Roseville police had responded to Werling’s house about 15 times in the past and had previously put an alert on his name for “mental health cautions related to resisting police and danger,” according to a police report obtained by 5 INVESTIGATES.

Court records in Minnesota and Wisconsin reveal Werling had a history of violent outbursts and threatening behavior. Werling had been committed twice for mental health treatment – once in 2018 and again in 2019 – and had been declared mentally ill, which should have prevented him from possessing a gun.

Officers stated they “did not feel comfortable” approaching Werling last month because they were concerned he may have a rifle with a scope, stolen from his mother’s gun safe in her North Hudson apartment.

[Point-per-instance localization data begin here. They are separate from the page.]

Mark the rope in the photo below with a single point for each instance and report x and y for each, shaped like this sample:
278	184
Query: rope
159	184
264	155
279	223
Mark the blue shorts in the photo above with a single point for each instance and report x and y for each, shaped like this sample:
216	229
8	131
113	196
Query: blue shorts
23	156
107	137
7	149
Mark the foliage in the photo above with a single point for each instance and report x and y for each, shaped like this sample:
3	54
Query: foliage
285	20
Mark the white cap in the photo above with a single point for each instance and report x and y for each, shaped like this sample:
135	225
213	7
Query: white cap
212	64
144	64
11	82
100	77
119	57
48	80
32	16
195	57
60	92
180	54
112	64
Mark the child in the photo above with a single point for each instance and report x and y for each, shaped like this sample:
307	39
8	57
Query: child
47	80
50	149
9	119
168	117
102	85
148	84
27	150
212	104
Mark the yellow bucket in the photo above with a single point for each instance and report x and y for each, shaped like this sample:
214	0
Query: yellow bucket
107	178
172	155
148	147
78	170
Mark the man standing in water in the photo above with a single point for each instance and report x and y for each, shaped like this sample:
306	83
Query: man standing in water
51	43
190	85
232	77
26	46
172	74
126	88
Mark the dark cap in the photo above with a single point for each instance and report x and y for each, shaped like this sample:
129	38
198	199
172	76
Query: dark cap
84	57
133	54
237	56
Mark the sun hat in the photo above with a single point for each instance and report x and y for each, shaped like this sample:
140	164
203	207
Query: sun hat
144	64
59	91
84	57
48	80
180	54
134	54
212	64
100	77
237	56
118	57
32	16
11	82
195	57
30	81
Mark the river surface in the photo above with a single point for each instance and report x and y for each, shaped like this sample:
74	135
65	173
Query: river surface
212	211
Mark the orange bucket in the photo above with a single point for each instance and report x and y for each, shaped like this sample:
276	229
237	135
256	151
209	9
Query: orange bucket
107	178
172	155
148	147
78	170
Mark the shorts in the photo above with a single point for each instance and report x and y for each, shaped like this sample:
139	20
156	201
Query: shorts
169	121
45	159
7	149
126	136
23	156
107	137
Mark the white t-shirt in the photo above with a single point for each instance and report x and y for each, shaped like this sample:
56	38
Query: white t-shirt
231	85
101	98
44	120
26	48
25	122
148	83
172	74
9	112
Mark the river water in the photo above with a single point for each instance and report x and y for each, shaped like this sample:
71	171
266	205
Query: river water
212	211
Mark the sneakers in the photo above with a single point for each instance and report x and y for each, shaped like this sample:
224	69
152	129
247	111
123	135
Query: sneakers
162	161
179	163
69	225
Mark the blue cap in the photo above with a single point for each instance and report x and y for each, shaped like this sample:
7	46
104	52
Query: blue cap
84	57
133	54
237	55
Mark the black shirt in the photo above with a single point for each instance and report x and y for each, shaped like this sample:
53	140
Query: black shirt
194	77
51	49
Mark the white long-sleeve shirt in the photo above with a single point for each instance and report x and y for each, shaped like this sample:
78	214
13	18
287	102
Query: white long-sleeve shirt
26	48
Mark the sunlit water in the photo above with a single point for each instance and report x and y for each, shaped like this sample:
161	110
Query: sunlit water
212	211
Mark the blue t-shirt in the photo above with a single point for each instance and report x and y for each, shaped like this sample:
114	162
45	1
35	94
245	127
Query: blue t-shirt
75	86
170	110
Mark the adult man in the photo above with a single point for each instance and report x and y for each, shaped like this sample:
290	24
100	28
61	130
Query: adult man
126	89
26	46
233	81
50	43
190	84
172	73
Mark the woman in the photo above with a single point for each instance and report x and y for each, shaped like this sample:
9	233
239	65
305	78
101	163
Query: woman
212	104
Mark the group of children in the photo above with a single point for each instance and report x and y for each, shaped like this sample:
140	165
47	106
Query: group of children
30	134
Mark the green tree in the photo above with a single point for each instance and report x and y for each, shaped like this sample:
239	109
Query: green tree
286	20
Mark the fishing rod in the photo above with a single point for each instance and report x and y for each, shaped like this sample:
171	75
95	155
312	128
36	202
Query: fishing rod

Werling’s mother reported the incident to police on March 9 after he showed up on her doorstep at 2:30 a.m. acting “delusional.”

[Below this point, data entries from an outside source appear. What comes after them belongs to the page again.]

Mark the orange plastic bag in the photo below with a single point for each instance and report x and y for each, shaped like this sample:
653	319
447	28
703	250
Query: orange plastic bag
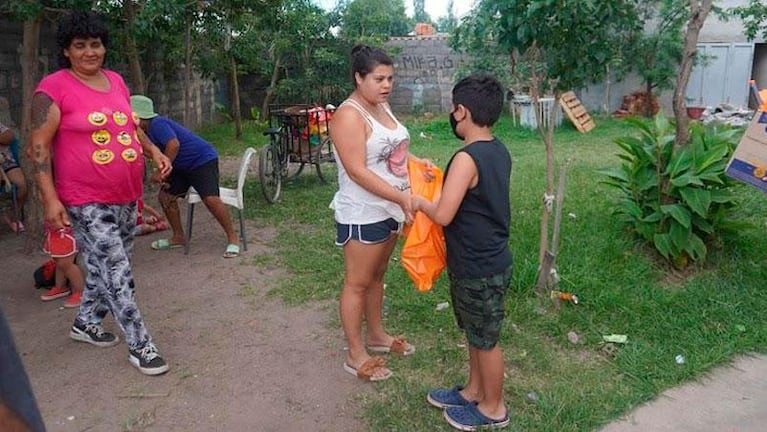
423	254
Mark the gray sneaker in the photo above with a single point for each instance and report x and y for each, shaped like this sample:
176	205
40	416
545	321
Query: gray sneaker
148	360
93	334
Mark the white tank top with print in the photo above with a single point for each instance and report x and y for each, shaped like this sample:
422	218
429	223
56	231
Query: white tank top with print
386	155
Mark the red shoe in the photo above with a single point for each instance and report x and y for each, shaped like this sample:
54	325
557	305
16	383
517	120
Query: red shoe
73	300
54	293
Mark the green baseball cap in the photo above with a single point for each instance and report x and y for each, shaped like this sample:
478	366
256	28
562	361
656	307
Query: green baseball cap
143	107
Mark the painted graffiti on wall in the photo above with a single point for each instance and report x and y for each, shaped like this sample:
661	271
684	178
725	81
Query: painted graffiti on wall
418	62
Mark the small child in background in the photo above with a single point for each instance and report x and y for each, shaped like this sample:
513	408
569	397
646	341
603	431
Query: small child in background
61	246
150	223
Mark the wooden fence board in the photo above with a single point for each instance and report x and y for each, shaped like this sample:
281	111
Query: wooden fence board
576	112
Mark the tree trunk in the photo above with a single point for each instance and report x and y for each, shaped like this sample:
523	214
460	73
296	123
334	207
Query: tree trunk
235	94
30	74
699	10
188	72
272	86
648	100
138	85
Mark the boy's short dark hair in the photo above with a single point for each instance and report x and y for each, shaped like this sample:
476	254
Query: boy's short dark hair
482	95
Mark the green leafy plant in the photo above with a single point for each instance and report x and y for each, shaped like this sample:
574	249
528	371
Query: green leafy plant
223	111
677	199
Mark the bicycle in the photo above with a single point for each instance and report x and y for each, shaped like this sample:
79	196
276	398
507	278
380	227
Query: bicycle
301	138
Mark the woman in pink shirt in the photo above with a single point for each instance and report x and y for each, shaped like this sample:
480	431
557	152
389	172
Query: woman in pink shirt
88	161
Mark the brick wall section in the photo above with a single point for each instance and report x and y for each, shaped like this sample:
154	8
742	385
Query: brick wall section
424	69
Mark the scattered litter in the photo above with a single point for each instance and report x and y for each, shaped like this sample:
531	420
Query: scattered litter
615	338
573	337
532	397
564	296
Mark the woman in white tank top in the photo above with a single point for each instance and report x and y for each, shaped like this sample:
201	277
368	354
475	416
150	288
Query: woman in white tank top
372	203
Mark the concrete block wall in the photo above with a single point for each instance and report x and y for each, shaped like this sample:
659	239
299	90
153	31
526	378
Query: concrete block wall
424	73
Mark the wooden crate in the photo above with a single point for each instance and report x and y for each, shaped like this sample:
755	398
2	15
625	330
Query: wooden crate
576	112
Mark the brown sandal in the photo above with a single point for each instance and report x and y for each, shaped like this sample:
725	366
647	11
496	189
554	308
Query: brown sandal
398	346
366	371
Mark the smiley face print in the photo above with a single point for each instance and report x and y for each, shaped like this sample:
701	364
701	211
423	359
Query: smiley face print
97	118
103	157
101	137
120	118
129	155
124	138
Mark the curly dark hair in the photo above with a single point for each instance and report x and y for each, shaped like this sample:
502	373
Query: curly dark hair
365	59
79	24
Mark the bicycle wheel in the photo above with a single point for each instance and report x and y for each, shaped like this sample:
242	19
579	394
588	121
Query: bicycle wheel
269	173
324	156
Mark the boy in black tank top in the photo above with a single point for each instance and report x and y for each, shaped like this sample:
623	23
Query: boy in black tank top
475	210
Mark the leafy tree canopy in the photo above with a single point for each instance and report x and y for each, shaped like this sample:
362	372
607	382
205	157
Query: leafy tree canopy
570	40
375	18
754	16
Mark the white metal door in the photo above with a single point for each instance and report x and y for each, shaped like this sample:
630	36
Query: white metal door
722	74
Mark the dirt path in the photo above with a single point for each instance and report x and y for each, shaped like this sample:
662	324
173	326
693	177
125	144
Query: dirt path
239	361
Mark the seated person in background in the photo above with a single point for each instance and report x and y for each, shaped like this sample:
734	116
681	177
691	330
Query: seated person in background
148	220
12	171
195	163
61	246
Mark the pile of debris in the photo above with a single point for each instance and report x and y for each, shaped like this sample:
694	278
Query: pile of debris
727	114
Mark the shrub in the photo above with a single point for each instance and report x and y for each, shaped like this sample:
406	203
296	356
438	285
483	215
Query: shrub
677	199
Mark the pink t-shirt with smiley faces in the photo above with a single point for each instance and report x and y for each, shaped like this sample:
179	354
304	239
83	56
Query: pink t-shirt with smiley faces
97	157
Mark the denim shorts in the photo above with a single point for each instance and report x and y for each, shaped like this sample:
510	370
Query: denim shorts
374	233
479	307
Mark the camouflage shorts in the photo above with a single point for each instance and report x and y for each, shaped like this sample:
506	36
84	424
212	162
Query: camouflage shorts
479	307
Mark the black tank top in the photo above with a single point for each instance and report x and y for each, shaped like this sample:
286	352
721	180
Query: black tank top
478	237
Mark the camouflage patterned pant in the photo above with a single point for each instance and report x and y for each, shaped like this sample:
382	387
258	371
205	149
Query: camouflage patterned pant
104	235
479	307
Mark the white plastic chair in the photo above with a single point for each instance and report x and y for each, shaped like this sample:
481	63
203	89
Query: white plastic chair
231	197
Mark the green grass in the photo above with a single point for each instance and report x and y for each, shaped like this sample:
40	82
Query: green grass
709	316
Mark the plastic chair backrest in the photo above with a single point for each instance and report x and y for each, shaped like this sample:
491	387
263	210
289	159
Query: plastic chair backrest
243	174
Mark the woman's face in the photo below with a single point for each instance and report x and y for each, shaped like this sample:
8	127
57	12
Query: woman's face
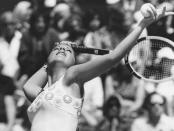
62	53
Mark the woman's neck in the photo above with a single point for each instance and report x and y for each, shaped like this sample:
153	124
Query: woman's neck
55	73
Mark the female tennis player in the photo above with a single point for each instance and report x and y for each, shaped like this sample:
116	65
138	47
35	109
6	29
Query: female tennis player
58	106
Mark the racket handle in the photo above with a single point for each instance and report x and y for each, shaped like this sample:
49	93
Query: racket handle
88	50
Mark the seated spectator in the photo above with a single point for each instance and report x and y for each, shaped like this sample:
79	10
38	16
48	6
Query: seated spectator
9	43
155	119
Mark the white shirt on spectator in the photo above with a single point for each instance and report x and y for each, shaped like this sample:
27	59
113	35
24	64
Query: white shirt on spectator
142	124
9	54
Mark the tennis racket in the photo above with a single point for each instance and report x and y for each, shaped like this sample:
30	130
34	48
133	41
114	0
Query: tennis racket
152	59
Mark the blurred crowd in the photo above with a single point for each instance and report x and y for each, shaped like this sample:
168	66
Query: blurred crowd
115	101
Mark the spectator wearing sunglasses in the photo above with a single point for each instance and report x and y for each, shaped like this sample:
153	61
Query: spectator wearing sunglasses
155	118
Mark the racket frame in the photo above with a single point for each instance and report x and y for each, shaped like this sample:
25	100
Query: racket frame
135	73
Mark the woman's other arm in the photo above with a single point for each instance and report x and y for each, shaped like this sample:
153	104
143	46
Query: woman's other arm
35	83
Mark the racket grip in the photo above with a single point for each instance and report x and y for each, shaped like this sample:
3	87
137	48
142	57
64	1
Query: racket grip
88	50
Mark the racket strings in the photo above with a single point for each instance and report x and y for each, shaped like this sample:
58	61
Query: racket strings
152	59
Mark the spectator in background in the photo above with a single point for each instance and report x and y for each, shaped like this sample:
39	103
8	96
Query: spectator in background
155	119
111	112
129	90
22	12
36	43
9	47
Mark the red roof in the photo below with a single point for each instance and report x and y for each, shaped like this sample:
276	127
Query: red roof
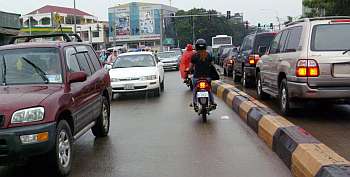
63	10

Werling was never charged for stealing the rifle. It’s not clear if that rifle was used to fire more than 100 rounds at police and neighboring homes during Tuesday night’s shootout.

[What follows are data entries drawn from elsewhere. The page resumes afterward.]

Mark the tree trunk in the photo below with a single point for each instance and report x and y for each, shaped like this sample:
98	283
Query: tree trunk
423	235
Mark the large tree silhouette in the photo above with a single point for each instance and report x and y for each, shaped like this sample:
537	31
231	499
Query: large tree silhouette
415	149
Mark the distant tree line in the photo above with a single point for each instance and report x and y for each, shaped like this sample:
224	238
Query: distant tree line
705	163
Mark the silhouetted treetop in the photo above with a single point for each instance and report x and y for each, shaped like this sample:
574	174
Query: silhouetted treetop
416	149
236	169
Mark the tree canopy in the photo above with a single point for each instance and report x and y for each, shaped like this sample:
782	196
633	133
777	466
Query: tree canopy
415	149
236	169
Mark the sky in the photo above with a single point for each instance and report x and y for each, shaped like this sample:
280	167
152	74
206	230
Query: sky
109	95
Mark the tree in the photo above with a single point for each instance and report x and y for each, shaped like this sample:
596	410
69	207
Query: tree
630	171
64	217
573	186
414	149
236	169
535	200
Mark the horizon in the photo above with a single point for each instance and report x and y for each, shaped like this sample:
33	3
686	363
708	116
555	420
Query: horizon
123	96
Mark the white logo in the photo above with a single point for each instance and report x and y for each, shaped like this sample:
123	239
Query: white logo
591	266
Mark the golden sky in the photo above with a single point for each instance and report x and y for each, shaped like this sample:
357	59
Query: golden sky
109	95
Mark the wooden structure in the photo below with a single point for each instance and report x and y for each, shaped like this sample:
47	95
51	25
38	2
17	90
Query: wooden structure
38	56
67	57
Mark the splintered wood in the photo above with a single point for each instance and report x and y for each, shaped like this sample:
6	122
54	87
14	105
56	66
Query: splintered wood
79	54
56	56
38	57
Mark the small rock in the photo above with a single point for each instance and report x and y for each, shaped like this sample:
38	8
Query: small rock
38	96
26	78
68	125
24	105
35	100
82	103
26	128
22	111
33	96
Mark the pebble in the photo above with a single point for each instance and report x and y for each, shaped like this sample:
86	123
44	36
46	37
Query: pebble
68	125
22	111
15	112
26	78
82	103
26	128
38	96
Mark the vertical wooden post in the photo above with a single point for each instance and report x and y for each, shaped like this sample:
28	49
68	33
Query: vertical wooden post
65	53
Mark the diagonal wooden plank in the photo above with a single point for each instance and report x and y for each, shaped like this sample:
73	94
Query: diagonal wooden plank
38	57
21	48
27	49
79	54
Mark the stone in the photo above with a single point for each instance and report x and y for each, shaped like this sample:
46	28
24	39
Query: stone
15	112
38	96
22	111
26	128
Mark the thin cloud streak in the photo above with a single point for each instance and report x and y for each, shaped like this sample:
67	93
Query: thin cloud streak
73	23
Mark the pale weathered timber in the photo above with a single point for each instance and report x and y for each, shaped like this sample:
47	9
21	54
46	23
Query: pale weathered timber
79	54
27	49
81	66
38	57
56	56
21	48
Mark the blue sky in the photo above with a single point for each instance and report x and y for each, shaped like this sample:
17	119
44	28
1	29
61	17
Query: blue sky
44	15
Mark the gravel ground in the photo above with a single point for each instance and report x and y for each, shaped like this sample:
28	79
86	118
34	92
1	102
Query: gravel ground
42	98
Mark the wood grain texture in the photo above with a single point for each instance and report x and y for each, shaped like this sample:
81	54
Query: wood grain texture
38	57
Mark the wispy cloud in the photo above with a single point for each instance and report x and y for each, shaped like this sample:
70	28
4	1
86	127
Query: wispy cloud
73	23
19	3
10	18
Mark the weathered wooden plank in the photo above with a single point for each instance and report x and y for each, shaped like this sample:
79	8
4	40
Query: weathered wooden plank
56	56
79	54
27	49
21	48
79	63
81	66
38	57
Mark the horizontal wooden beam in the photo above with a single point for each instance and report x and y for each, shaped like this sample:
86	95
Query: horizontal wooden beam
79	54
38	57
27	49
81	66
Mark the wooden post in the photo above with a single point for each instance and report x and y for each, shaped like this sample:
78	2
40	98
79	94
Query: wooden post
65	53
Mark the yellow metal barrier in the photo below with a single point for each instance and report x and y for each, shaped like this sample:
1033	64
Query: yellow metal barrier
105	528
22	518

Police issued a shelter-in-place order and called in the SWAT unit. The Minnesota Bureau of Criminal Apprehension is still investigating.

“We’re still trying to figure out what the motive is and what exactly led up to this event,” Scheider said Wednesday.

Werling was well known to law enforcement from St. Paul’s suburbs to western Wisconsin. Stillwater police responded to a call in December 2020 after Werling tried to kick down a neighbor’s steel front door as a mother and a 2-year-old child hid in their basement.

“His past behavior has proven to be varied and erratic,” the family told a Washington County judge.

The court issued a harassment restraining order against Werling, who was facing one charge for first-degree criminal damage to property. His next court appearance was scheduled for May 4.

In 2018, Werling showed up to a Good Friday service at Family of Christ Lutheran Church in St. Joseph, Wisconsin, wearing a traffic vest and multiple cameras, police reports show. The pastor said Werling, who was “a regular at church,” was acting “a little more abnormal than usual.”

Asked by 5 INVESTIGATES about the Roseville shooting, Pastor Chad Czischke responded, “it’s just sad to know that it came to this.”

Werling was also arrested in 2015 after threatening to take his ex-wife to the “underworld,” court records show. Using St. Croix County’s diversion program, Werling avoided a greater disorderly conduct charge and was instead found guilty of an ordinance violation.

Prosecutors in that case pushed to keep guns away from Werling.

Court transcripts show that Werling said he didn’t have any guns but his father did – and they were locked up.

“So just until this is done with and until you probably find out what happens next door,” the judge told Werling, “no guns.”